In a move that distribution and marketing executives said is highly unusual, Disney today offered ‘buy one get one free’ tickets for ‘The Sorcerer’s Apprentice’ today via its Twitter account and a new account owned by Twitter for promotional deals called Earlybird.

Moviegoers who use a special code when purchasing tickets from get the discount, for which there is a limited supply.

The marketing ploy comes as Disney opened the movie Wednesday following a marketing campaign that has failed to generate much audience interest. People who have seen pre-release audience surveys and early ticket sales say it is likely to gross $30 million to $35 million in the U.S. and Canada by Sunday, a weak total for a summer event film that cost about $150 million to produce.

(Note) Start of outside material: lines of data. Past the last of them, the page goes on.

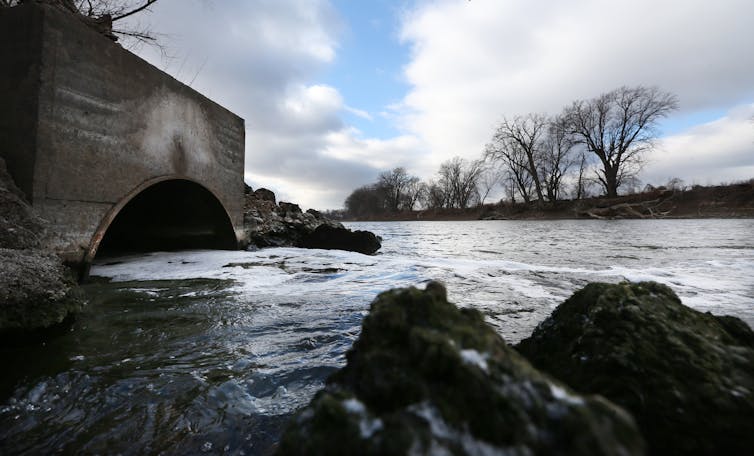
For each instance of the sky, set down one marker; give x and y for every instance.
(335, 92)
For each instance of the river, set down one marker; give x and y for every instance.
(212, 351)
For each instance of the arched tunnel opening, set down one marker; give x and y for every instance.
(169, 215)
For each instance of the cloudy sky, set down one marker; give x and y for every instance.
(335, 91)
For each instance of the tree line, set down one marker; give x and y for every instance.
(536, 157)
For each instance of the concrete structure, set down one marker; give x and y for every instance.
(110, 150)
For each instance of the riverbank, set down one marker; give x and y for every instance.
(722, 201)
(186, 351)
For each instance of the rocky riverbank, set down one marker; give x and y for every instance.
(425, 377)
(722, 201)
(36, 290)
(272, 224)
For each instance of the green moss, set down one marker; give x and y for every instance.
(687, 377)
(420, 356)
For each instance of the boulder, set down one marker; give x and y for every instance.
(340, 238)
(284, 225)
(20, 228)
(36, 290)
(263, 194)
(426, 377)
(686, 376)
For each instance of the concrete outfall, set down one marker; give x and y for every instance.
(86, 126)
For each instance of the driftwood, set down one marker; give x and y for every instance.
(644, 210)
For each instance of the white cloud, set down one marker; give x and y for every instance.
(715, 152)
(259, 58)
(470, 63)
(473, 62)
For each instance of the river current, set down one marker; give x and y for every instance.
(212, 351)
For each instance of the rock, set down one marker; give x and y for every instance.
(686, 376)
(284, 225)
(20, 228)
(425, 377)
(341, 238)
(289, 208)
(263, 194)
(36, 290)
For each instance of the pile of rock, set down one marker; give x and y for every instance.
(36, 290)
(272, 224)
(428, 378)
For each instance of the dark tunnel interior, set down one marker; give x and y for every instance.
(170, 215)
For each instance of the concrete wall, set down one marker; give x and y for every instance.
(97, 123)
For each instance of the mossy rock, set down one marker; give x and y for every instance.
(686, 376)
(426, 377)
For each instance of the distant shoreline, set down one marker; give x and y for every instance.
(724, 202)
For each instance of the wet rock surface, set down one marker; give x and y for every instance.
(36, 290)
(333, 237)
(20, 228)
(426, 377)
(284, 224)
(686, 376)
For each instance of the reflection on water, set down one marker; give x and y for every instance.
(209, 351)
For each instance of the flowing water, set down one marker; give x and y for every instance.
(211, 351)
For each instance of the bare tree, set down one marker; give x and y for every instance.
(395, 183)
(581, 181)
(365, 201)
(436, 196)
(414, 193)
(491, 177)
(514, 161)
(101, 14)
(619, 127)
(460, 178)
(523, 137)
(556, 158)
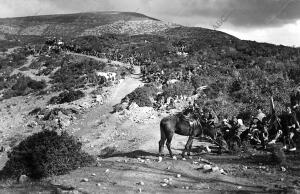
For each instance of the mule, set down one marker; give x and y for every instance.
(181, 126)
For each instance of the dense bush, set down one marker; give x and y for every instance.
(23, 86)
(66, 96)
(178, 89)
(72, 75)
(141, 96)
(44, 154)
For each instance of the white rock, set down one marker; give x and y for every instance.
(215, 169)
(85, 180)
(222, 172)
(23, 178)
(141, 183)
(201, 166)
(207, 167)
(159, 159)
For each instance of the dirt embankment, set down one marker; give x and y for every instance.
(126, 147)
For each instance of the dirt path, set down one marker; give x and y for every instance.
(104, 60)
(31, 72)
(126, 150)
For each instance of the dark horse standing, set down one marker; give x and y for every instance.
(181, 126)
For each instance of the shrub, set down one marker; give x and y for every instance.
(177, 89)
(23, 86)
(67, 96)
(44, 154)
(141, 96)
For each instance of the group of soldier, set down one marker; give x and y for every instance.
(258, 131)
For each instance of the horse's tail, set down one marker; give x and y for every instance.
(162, 130)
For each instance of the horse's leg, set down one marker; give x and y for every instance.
(161, 146)
(190, 148)
(169, 140)
(187, 146)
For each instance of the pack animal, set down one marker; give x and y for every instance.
(181, 126)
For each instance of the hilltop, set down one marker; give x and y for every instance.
(80, 24)
(108, 79)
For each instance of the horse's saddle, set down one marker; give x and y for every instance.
(188, 118)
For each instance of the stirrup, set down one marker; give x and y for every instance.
(272, 142)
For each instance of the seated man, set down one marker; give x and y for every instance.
(288, 129)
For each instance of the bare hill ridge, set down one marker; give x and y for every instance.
(79, 24)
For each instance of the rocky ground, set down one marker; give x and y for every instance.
(126, 147)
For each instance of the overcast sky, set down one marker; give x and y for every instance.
(274, 21)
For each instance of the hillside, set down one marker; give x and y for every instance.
(79, 24)
(108, 78)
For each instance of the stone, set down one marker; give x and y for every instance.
(85, 180)
(201, 166)
(222, 172)
(207, 167)
(215, 169)
(23, 179)
(141, 183)
(133, 106)
(32, 124)
(159, 159)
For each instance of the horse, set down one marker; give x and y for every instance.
(181, 126)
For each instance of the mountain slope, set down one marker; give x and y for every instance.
(92, 23)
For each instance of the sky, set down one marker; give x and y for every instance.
(272, 21)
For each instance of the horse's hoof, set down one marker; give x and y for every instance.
(159, 159)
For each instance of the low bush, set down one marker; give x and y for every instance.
(44, 154)
(67, 96)
(177, 89)
(141, 96)
(25, 85)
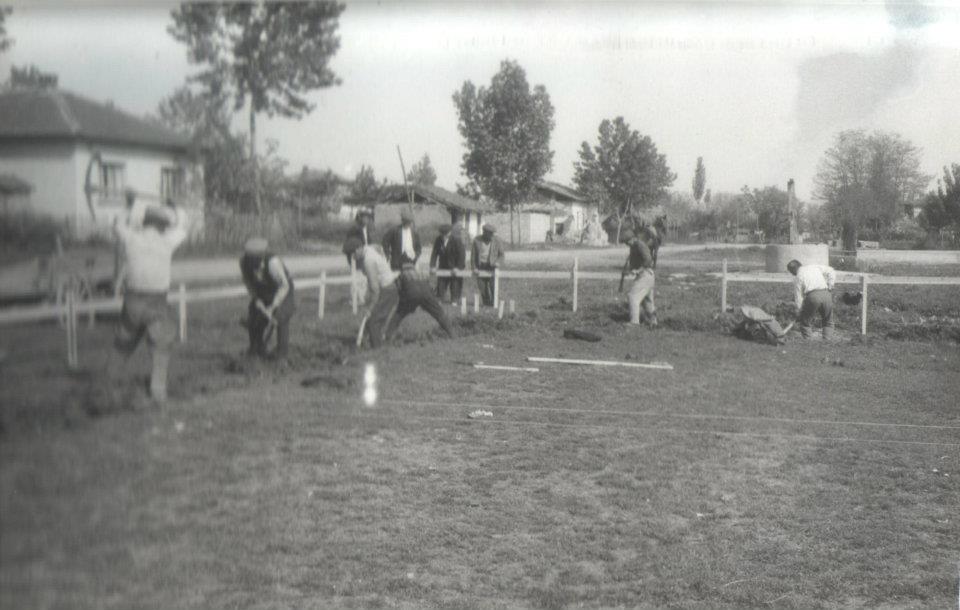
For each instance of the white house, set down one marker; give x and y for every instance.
(79, 157)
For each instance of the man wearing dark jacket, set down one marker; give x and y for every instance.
(271, 297)
(401, 245)
(449, 254)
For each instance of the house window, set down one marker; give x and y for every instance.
(112, 180)
(171, 183)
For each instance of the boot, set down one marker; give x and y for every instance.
(158, 377)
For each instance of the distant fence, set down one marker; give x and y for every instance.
(71, 309)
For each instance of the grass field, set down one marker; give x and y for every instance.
(808, 475)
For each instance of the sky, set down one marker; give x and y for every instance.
(758, 89)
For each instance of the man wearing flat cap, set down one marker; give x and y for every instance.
(271, 297)
(393, 295)
(487, 254)
(448, 254)
(402, 245)
(639, 267)
(147, 242)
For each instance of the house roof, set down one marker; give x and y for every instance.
(14, 185)
(563, 193)
(54, 113)
(435, 194)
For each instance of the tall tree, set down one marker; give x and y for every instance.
(699, 180)
(5, 40)
(266, 55)
(941, 208)
(31, 77)
(506, 129)
(865, 180)
(623, 171)
(422, 172)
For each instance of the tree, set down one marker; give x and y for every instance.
(31, 77)
(5, 40)
(365, 187)
(623, 171)
(941, 208)
(865, 180)
(506, 130)
(422, 172)
(699, 180)
(266, 55)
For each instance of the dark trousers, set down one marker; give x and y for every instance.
(816, 302)
(453, 284)
(257, 324)
(485, 286)
(397, 302)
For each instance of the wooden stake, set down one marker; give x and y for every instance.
(322, 294)
(354, 303)
(636, 365)
(723, 288)
(183, 312)
(576, 265)
(863, 304)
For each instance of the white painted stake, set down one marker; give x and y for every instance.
(183, 313)
(723, 287)
(863, 304)
(497, 367)
(576, 265)
(322, 295)
(354, 304)
(636, 365)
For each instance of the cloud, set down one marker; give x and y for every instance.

Fandango has done other ‘buy one get one free’ offers for movies, including May’s ‘Shrek Forever After’ and next week’s ‘Salt.’ But those coupons work only for purchases made with a Visa Signature card as part of a sponsorship deal with the credit card company.

A Fandango spokesman didn’t know of any similar offers done directly by a studio. Several veteran marketing and distribution executives speaking on condition of anonymity said they also weren’t aware of any.

While two-for-one deals are usually associated with products that stores want to clear out quickly, a Disney spokesman said the studio was offering the deal to take advantage of Twitter’s new Earlybird account, which has more than 50,000 followers and requires participating companies to offer some kind of promotion. ‘We have been doing a lot of experimentation with social media and this is an opportunity to be on the cutting edge,’ said Disney spokesman John Nicoletti.

In a best-case scenario, getting more people in to see ‘The Sorcerer’s Apprentice’ early could help build positive buzz, which studios also try to do sometimes with pre-release ‘sneak previews.’ However, the offer could simply end up costing Disney money as people who were already going to see the movie get in free.